Is transfer fair?
What are the implications of the unfair terms in the 1999 Consumer Contracts Regulations 1999 for the stock transfer process? I understand that the Office of Fair Trading has persuaded Blyth Valley council and the Cosmopolitan Housing Association to amend various clauses in their tenancy agreements, including rent increase clauses. The transfer guidance fails to mention these regulations. What should a local authority do if it thinks existing clauses in its tenancy agreement are contrary to the CCR? Should secure tenants be able to get advice from the independent tenants' adviser on whether their proposed assured tenancy agreement complies with the CCR? What are the risks of a legal challenge under the Human Rights Act?

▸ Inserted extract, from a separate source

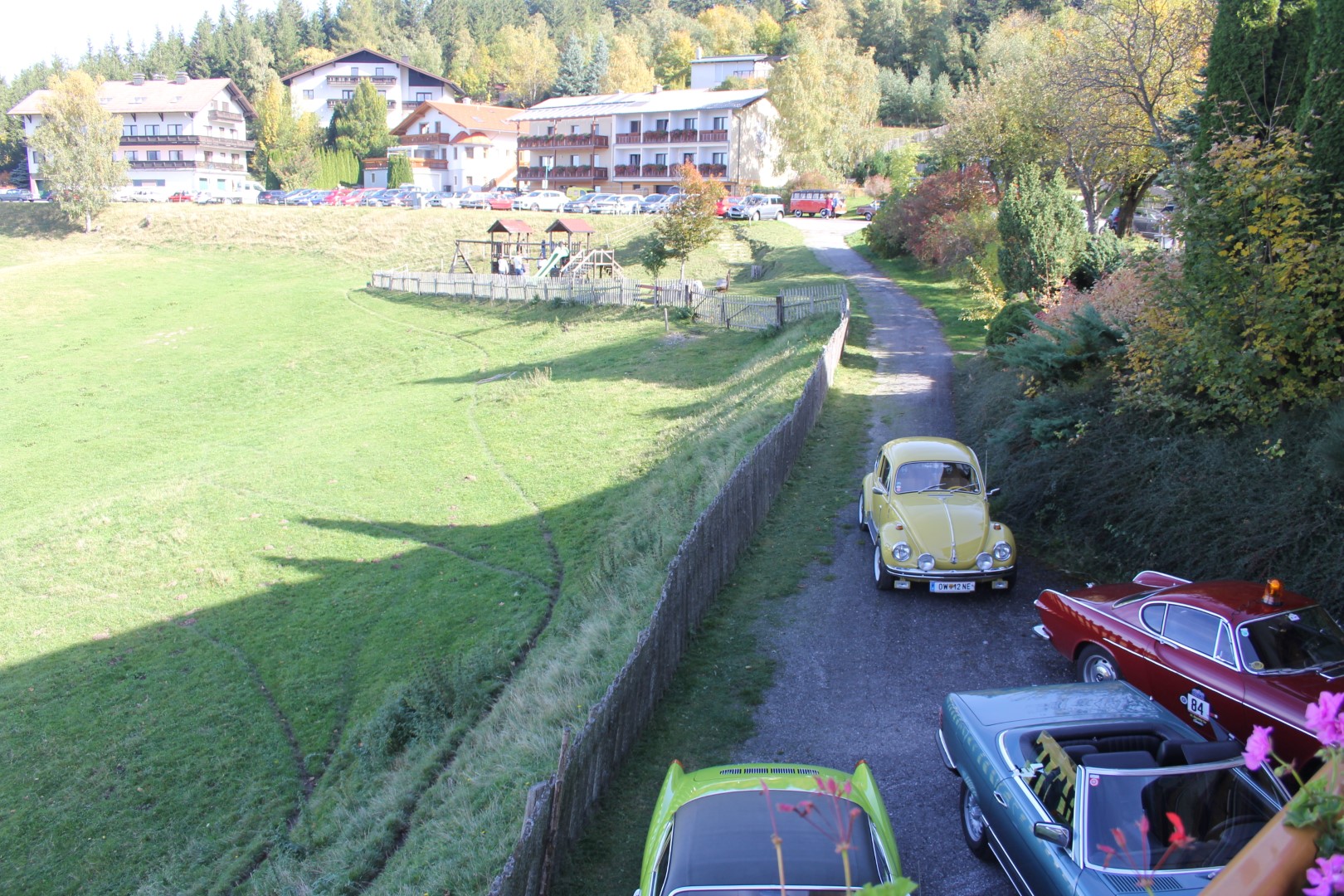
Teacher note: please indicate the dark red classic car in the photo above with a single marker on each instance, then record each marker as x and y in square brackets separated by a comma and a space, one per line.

Yes, yes and yes. Yes, the unfair contract terms in the CCR do apply to tenancy agreements. Yes, the Housing Transfer Guidelines expect post-transfer tenancy agreements to preserve tenants' pre-transfer rights, but taking out terms that might be considered unfair under the CCR will improve rather than harm tenants' rights. And yes, if a local authority suspects the terms of its secure tenancy are unfair, it should look to amend them. If they do not, then the advisers to the landlord taking a stock transfer will probably raise this when negotiating the new tenancy.

As to the application of the Human Rights Act, if the issue is covered by the CCR then the Human Rights Act is unlikely to impinge, although possession action on the basis of an unfair tenancy obligation could result in a challenge under the Human Rights Act and the regulations.
Nick Billingham: partner, Devonshires

Water bill bother
Our housing co-op paid water bills for only one property for some years, presuming it to be rates for the whole co-op. Later, Thames Water realised its error and issued backdated bills for other tenants. Those who avoided meeting the water board did not receive a bill at the time. The finance worker and the treasurer decided to get all members to agree that the co-op paid all the backdated bills up to the date that it paid the bill for that one property. The treasurer got everyone's agreement and informed the finance worker that all was well. A statement was written to represent the co-op's actions. This statement supported the accounts to the auditors for that year. A year later, one of the tenants who avoided meeting the water board has finally been reached by it but received a bill only for the current year – that is, not backdated. She insists she was never privy to the conditions of the arrangement that were in the statement that went to the auditors and that her understanding was that the co-op would pay everyone's first bill. Her bill is outside the period that the co-op's payments were made but has now been paid, on her insistence. The statement that went to the auditors was not signed by members. Was she right? If not, what should the co-op do?

You need to look at two things. How was the decision made that the co-op would meet water bills up to a certain point? If the rules were followed then it will bind her, unless it conflicts with her tenancy agreement.

The second issue is the tenancy agreement. Does it say the landlord will pay water charges, or collect them for the water company? If it does not, then she is liable for her charges. The co-op made an agreement to meet certain old water charges but otherwise tenants must pay their own. If the tenancy agreement says nothing, then that would mean tenants should be paying their own bills, unless there is some form of collective meter. If her tenancy agreement says the landlord is to pay water charges, then the co-op will have to pay them (and for other tenants as well) until you change the tenancy agreement.

You may want to try to resolve the dispute in a general meeting.